Saturday, May 22, 2021

The Democrats’ Scientific Racism

By Noah Rothman

Friday, May 21, 2021

 

Racial discrimination is all the rage these days. At least, as long as you’re discriminating against the right people.

 

A voguish set of bigotries have come to consume leftwing thought; a fashionable contempt toward those born into the wrong identities that festoons itself with language that imitates scholarly precision. It is the outgrowth of pseudo-academic discourse that was once consigned only to critical theory and identity-studies departments on campus, but it long ago migrated into politics and the workplace. It is burdened with enough jargon to sound authoritative, so many might find it hard to argue against. But in practice, it just looks like plain old discrimination.

 

In Marin County, California, elected officials recently approved the provision of a universal basic income, but only to “mothers of color.” As one of the program’s supporters noted, these disbursements will be race-based because recipients have “low income, young children” and are “facing the daily travails and insults of overt and covert racial discrimination.” But as critics noted, plenty of low-income, single mothers fit within the criteria of who could be a beneficiary. They have been weeded out only because of the assumption that the accidents of their birth already provide structural biases in their favor.

 

This program isn’t an outgrowth of something as Neanderthalic as racial prejudice, you see? It’s social science.

 

In Chicago, Mayor Lori Lightfoot is attempting to cosset her administration with favorable press coverage by selecting the journalists who will cover her based on their race. Her assumption seems to have been that her fellow Democrats would welcome this nakedly corrupt abrogation of the American civic compact because it is being marketed as a form of reparations. She’s not discriminating against white journalists; she’s “breaking barriers” and shattering “institutionalized racism.” Those reporters may be “smart and hard-working, savvy and skilled,” Lightfoot conceded, “But mostly white, nonetheless.”

 

That might sound to the untrained ear like racial partiality–the privileging of certain people based on the color of their skin. But it’s most assuredly not. It’s the pursuit of “racial justice” based on conclusive academic research.

 

The Biden administration has fully internalized the logic of this kind of racial discrimination, which its members call “equity.” In one of its many manifestations, the administration tasked the Small Business Administration with provisioning COVID relief to affected restaurants according to the recipients’ identities.

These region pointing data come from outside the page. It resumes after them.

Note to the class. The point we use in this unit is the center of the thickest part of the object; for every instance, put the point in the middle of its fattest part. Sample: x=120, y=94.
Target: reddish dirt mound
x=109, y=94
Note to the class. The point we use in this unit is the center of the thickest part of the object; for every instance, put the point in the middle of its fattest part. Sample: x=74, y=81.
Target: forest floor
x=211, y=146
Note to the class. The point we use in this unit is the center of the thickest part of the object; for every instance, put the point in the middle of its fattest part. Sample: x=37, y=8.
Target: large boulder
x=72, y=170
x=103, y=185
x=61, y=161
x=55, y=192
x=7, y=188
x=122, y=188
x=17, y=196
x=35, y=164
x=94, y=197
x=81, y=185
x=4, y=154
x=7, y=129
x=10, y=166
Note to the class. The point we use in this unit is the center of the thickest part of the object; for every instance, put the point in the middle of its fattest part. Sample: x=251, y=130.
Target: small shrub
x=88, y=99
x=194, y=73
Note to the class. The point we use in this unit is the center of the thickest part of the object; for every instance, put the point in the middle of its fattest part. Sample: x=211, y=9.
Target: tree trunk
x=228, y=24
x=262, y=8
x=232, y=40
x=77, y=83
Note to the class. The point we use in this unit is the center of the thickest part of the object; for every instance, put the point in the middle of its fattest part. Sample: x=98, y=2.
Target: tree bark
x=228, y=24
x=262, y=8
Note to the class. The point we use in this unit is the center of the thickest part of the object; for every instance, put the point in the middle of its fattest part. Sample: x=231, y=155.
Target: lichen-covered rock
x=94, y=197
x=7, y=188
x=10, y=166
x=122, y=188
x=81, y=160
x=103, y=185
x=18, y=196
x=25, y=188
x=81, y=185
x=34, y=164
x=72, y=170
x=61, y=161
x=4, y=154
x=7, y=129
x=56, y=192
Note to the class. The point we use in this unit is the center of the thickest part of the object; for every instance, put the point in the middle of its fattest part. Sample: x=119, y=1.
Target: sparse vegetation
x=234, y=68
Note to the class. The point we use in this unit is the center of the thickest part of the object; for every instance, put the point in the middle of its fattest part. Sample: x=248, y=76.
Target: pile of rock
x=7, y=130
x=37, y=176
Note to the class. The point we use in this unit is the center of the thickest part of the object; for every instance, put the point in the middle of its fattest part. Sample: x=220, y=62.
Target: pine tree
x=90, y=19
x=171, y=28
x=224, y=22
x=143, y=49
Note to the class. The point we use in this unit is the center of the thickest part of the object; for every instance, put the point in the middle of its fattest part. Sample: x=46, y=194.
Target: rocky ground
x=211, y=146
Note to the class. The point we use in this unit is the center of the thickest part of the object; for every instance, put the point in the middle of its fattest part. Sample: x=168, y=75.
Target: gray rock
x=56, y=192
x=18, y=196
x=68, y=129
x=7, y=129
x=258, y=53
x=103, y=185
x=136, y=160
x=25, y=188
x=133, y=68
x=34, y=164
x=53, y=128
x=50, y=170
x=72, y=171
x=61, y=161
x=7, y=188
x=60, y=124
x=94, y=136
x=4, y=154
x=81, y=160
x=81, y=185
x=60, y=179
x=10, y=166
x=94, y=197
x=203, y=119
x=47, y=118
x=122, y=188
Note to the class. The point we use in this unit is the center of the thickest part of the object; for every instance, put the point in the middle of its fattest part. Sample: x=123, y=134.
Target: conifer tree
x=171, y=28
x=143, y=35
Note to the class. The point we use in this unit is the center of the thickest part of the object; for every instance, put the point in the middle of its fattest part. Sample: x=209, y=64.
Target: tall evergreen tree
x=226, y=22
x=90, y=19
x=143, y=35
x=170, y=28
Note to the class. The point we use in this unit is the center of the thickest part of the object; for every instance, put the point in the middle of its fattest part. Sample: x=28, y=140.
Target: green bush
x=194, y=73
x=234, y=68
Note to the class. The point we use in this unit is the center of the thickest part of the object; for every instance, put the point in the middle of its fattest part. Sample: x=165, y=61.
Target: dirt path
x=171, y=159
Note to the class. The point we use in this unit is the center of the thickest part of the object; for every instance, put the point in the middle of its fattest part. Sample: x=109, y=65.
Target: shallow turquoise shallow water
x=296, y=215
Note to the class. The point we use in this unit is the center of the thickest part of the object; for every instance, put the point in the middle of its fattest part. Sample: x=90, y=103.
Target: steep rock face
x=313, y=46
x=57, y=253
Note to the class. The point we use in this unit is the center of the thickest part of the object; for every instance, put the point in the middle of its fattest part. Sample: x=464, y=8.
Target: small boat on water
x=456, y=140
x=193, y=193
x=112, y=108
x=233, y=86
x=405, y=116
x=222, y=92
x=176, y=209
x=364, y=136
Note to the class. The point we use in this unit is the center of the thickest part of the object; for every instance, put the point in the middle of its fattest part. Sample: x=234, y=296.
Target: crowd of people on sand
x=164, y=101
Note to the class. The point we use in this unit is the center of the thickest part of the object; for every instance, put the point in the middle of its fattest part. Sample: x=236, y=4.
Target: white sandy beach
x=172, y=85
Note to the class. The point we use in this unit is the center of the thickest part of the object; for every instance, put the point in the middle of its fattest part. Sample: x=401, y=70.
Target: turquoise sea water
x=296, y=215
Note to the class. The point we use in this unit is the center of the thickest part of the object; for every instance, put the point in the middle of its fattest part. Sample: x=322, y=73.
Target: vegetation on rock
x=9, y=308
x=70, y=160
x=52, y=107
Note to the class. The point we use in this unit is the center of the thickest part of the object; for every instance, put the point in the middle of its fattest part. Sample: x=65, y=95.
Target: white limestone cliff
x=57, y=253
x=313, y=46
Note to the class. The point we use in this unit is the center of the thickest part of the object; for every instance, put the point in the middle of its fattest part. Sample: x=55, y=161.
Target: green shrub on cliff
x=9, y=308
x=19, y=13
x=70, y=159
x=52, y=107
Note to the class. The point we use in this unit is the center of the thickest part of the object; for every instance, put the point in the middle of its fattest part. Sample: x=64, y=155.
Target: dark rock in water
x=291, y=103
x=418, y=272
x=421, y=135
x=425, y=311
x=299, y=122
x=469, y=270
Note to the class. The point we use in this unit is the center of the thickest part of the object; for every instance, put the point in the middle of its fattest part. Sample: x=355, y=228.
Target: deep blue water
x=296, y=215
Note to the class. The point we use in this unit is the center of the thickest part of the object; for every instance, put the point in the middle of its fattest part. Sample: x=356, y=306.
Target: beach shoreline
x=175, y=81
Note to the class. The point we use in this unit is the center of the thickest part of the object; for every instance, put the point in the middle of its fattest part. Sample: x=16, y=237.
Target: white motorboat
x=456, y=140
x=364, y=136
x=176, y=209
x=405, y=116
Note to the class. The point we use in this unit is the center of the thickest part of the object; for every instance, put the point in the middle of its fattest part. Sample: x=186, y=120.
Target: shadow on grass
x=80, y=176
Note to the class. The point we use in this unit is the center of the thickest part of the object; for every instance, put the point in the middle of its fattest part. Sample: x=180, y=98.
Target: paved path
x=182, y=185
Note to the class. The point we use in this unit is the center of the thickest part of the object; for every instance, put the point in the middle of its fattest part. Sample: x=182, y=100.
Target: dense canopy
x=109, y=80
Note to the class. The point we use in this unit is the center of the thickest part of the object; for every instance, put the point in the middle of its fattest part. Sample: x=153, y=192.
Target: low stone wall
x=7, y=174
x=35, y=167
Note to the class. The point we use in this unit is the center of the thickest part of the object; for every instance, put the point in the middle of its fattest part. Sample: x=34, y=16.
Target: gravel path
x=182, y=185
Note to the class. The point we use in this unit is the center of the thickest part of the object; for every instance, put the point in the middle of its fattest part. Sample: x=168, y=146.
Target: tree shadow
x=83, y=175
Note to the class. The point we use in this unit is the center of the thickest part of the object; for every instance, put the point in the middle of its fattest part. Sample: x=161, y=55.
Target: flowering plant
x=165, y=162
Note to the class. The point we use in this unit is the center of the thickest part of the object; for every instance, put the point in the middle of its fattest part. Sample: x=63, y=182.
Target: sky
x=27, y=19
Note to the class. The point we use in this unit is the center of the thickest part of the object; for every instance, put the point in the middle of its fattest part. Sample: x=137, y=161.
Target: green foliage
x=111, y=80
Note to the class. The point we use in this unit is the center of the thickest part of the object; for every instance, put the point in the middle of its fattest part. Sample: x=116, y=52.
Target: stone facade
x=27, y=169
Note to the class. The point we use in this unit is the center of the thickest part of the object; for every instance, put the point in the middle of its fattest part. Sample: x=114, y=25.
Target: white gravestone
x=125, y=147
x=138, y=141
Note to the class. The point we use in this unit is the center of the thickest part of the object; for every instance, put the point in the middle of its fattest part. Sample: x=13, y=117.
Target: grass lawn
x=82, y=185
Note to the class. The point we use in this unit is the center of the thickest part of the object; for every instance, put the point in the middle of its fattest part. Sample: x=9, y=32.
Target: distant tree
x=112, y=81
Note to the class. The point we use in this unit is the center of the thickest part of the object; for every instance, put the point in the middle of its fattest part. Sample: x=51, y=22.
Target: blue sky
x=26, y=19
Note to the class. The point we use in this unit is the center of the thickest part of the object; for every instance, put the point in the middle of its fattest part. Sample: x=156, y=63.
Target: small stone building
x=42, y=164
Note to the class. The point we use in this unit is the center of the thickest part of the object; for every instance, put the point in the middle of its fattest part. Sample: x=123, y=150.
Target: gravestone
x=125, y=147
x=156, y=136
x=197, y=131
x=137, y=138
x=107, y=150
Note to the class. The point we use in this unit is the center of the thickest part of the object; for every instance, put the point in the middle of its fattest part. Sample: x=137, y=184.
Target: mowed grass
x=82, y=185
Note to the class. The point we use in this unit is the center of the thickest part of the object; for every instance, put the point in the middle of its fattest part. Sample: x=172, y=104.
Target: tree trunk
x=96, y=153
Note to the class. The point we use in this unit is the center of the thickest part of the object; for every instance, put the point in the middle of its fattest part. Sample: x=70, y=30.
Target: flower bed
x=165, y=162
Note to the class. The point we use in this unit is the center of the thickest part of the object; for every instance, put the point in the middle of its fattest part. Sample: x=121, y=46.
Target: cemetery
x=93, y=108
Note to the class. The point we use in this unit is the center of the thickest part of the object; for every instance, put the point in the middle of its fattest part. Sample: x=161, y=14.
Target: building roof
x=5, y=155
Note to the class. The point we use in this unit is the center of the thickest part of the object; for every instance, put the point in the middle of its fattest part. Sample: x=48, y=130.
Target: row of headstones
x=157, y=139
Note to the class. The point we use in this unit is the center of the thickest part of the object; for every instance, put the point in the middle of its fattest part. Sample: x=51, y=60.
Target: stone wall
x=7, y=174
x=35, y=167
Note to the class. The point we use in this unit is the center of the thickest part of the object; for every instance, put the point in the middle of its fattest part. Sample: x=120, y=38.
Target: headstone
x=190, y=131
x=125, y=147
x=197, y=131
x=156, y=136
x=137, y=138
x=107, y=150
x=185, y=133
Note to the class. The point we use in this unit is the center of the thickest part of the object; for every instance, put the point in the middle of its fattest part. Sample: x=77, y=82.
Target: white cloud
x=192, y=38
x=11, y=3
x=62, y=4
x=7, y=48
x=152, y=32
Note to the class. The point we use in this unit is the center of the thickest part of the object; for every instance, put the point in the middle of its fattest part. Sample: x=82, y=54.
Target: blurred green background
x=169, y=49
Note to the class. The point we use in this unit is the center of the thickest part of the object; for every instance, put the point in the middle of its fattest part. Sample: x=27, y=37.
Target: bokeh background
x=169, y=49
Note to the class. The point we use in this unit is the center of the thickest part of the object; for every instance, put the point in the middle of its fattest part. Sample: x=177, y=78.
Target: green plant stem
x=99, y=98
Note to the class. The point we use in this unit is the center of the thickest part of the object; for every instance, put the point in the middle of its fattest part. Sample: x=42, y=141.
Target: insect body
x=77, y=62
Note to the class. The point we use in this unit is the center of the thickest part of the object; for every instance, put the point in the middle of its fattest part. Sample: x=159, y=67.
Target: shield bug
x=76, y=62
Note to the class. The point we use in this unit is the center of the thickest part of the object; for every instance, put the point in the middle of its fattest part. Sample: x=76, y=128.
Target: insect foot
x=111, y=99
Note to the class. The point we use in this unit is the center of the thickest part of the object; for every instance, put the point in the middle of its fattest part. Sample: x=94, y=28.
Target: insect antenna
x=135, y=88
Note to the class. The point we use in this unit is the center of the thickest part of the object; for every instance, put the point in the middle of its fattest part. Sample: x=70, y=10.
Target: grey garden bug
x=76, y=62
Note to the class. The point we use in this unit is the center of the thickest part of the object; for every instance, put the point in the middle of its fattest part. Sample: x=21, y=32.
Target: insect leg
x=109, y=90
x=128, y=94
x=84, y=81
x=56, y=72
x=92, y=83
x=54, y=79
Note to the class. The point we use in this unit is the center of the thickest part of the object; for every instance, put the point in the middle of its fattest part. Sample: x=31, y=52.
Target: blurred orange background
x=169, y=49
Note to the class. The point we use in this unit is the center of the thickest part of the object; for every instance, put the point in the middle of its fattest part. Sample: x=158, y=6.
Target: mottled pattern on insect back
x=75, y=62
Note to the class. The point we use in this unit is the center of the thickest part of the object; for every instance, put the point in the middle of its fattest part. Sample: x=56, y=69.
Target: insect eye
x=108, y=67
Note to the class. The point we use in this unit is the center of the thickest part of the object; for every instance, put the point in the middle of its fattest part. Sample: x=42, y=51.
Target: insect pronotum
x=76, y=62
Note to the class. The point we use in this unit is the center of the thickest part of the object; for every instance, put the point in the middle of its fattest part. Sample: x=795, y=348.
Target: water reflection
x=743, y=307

The Restaurant Revitalization Fund would prioritize applicants who are presumed to be “socially and economically disadvantaged,” which meant women and racial minorities “who have been subjected to racial or ethnic prejudice or cultural bias.”

 

There’s just one obstacle in the path of the Democratic Party’s pursuit of social justice: the U.S. Constitution.

 

On Tuesday, a federal judge issued a preliminary ruling in a case brought by a white male restaurateur who claimed that the program as it is designed violates the Equal Protection Clause in the 14th Amendment. The clause was designed to prohibit racial discrimination regardless of the self-righteousness of those engaged in discrimination, and it has functioned as intended. District Judge Reed O’Connor found that the plaintiff was, indeed, “experiencing race and sex discrimination at the hand of government officials” within the Biden administration.

 

The government argued that such nakedly prejudicial measures were crucial for “remedying the effects of past and present discrimination” by supporting “disadvantaged small business owners . . . who have borne and outsized burden of economic harms” during the pandemic. It argued further that the SBA’s administration of this program is not distinct from other programs, which are proscribed from distributing funds “in a manner that perpetuates the effects of either public or private discrimination.” But this judge wasn’t buying it, and he slapped an injunction on the program to prevent the disbursement of all of the fund’s $28.6 billion in a discriminatory manner.

 

O’Connor concluded by dryly noting that the government had failed to prove that it had a compelling interest in remedying “past and present discrimination” with more discrimination. But if the government has no such interest, “Critical Race” theorists most certainly do. As Ibram X. Kendi, one of the most famous expositors of this theory that rejects classically liberal prescriptions for racial harmony, wrote: “The only remedy to racist discrimination is antiracist discrimination. The only remedy to past discrimination is present discrimination. The only remedy to present discrimination is future discrimination.”

 

Fashionable racism has overtaken one of America’s major political parties, but it has not erased generations of constitutional and jurisprudential precedents that strive toward colorblindness. For the left, “colorblindness” has become a dirty word. The very idea of meritocratic fairness is in bad odor because academia has exposed it as a lie. Egalitarianism is a myth propagated by those who would use it as a smokescreen to execute racial injustices and preserve their own societal positions. Studies have conclusively debunked the idea of the post-racial society.

 

These aren’t assumptions native to a parochial caste of like-thinking professionals. They are facts, long ago demonstrated beyond a reasonable doubt for those who are properly educated. It’s science, and who could argue with that?